Het is olieverf op doek, met een afmeting van 91 x 70,5 cm (35,8 x 27,7"). Het stuk is een weerspiegeling van het leven van de kunstenaar en toont verschillende afbeeldingen die voortkomen uit grijs badwater, waaronder haar benen en voeten zichtbaar zijn. Wat de Water Gave Me werd afgebeeld in Kahlo's eerste solotentoonstelling in de Julien Levy Gallery in New York City in 1938.
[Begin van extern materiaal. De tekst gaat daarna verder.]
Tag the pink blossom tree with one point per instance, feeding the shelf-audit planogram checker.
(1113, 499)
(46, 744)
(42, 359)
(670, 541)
In een gesprek met Levy zei ze dat het schilderij een beeld was van het verstrijken van de tijd, een weerspiegeling van kinderspelletjes in de badkuip en de verdriet om wat haar in de loop van haar leven was overkomen. Hoewel ze vaak als een surrealist werd beschouwd, verwierp Kahlo zelf deze beschrijving en zei: "Ze dachten dat ik een surrealist was, maar dat was ik niet.
Ik heb nooit dromen geschilderd. Ik schilderde mijn eigen werkelijkheid."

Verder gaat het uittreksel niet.